Sat, Jan 14, 2006 - Page 2 News List

Councilor warns on dog inbreeding

ABNORMALITIES A Taipei City councilor said breeders wanting to turn a quick dollar are inbreeding dogs, a practice that results in deformities and dog abandonment


A physically-challenged Pekingese is displayed yesterday by Taipei City councilors.


The inbreeding of dogs, which causes genetic defects and deformities, has become an indirect reason for pet abandonment in recent years, a Taipei City councilor said yesterday.

Democratic Progressive Party (DPP) Councilor Yen Sheng-kuan (顏聖冠) said that the public is often influenced by "dog crazes" sparked by movies about dogs or accounts of celebrities' pets in the media.

During these crazes, dogs are bred quickly by pet stores and others without adequate consideration of possible inbreeding, Yen said.

Sometimes the defects can't be detected when a puppy is born, but deformities appear six or seven months later, causing owners to abandon their abnormal dogs, Yen added.

Huang Ching-jung (黃慶榮), secretary-general of the Animal Protection Association, said that breeders should consider moral issues instead of just focusing on making money.

Inbred dogs often suffer from hip dysplasia -- a disabling condition in which the ball of the hip joint doesn't fit the socket -- hearing problems, low energy or even paralysis, Huang said.

A volunteer at Rose's Animal Shelter, surnamed Huang, said that surgery for hip dysplasia often costs NT$200,000 (US$6,252) to NT$300,000 -- an amount that most pet-owners cannot or will not pay.

Yen Yi-feng (嚴一峰), director of the Taipei Municipal Institute for Animal Health under the Taipei City Government, said that consumers must be careful when buying dogs, and be sure to ask about the canine's parentage.

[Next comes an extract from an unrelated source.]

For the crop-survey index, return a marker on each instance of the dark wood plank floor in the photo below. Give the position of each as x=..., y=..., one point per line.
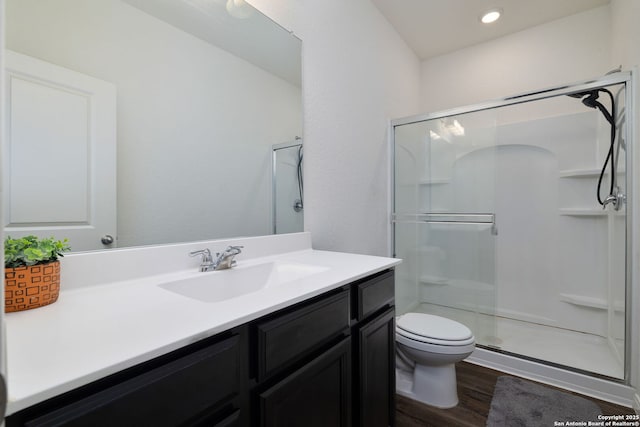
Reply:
x=475, y=390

The Council of Agriculture (COA) and the city government are currently discussing regulations to crack down on inbreeding, Yen said.

However, breeders should be conscientious and understand that random inbreeding causes genetic defects, Yen said. Consumers should also understand the responsibilities of pet owners.

Yen said that the nation's genetic-testing technology is not yet advanced enough to have all dogs tested before consumers buy them.

Many breeders practice "selective" inbreeding, which is the mating of closely-related dogs -- mother and son, father and daughter or two siblings.

Properly used, this method can establish certain consistent traits in a breed. Indeed, the pedigrees of some exhibition dogs show that many of their forebears are closely related. However, non-selective inbreeding causes defects, deformities and health problems for dogs.